Generating a 3D grid matrix with N=8 (Total size: 512)...
Matrix generated.
[[26. -1.  0. ...  0.  0.  0.]
 [-1. 26. -1. ...  0.  0.  0.]
 [ 0. -1. 26. ...  0.  0.  0.]
 ...
 [ 0.  0.  0. ... 26. -1.  0.]
 [ 0.  0.  0. ... -1. 26. -1.]
 [ 0.  0.  0. ...  0. -1. 26.]]

Vectors initialized.

Initial residual norm: 22.627416997969522

Performing original SYMGS for 5 iterations...
Updated solution x (first 10 elements, original after 5 iterations): [0.07511054 0.10086726 0.11240291 0.11697966 0.11692561 0.11225382
 0.10066379 0.07493138 0.10074629 0.14457307]

Performing Coloring...
Coloring completed. Number of colors used: 8

Performing parallel SYMGS for 5 iterations...
Updated solution x (first 10 elements, parallel after 5 iterations): [0.07273684 0.09628176 0.10655959 0.11009813 0.11039728 0.10629401
 0.09647671 0.07263084 0.09594817 0.13539174]

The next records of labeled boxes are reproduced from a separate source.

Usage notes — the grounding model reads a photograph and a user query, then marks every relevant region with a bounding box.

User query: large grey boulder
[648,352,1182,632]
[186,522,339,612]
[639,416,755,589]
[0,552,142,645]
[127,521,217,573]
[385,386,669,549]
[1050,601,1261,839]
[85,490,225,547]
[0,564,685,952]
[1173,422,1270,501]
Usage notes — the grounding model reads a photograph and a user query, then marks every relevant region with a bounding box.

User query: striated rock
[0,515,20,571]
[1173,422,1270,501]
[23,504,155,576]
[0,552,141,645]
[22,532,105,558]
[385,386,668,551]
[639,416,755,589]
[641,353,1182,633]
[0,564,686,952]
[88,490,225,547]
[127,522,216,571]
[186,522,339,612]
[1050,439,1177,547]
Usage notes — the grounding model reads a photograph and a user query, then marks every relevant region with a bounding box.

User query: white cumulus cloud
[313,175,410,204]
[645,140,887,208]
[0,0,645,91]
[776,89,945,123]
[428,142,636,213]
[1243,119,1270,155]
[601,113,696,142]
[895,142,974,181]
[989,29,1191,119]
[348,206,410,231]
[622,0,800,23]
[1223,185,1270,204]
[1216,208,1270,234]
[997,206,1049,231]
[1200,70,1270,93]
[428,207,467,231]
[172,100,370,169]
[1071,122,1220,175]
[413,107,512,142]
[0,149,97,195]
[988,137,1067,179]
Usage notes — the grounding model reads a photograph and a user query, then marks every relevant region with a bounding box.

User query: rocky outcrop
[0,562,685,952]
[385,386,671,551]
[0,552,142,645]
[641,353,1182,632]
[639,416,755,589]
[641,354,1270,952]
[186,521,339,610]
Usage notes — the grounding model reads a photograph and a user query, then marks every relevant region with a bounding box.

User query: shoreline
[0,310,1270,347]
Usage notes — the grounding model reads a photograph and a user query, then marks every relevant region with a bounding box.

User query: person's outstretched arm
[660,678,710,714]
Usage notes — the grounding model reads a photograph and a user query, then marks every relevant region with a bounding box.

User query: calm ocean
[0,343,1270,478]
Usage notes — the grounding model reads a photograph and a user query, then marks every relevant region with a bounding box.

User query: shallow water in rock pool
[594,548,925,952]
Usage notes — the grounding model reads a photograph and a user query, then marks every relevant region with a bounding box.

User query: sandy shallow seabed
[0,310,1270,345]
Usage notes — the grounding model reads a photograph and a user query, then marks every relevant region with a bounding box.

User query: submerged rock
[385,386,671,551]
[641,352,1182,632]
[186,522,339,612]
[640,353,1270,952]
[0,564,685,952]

Difference between original and parallel solutions after 5 iterations: 0.5304713021583516

The difference between the original and parallel solutions is not zero, but it's close enough. If we increase the number of iterations to 10,

Difference between original and parallel solutions after 10 iterations: 0.15672233780717715

If we increase the number of iterations to 20,

Difference between original and parallel solutions after 20 iterations: 0.00733167473733031

We can see that the difference is getting smaller as the number of iterations increases. Thus, we can say that the results from the parallelized SYMGS operation with multi-coloring are close enough to the original results, especially when the number of iterations is large.

Conclusion

SYMGS takes up a significant portion of the computation time in HPCG (The exact amount will be shown in the analysis after all the optimizations are explained and implemented). So, the fact that we can parallelize this part of the computation can lead to a significant speedup in the overall computation time. Actually, we can say that it's the most important part of the optimizing HPCG.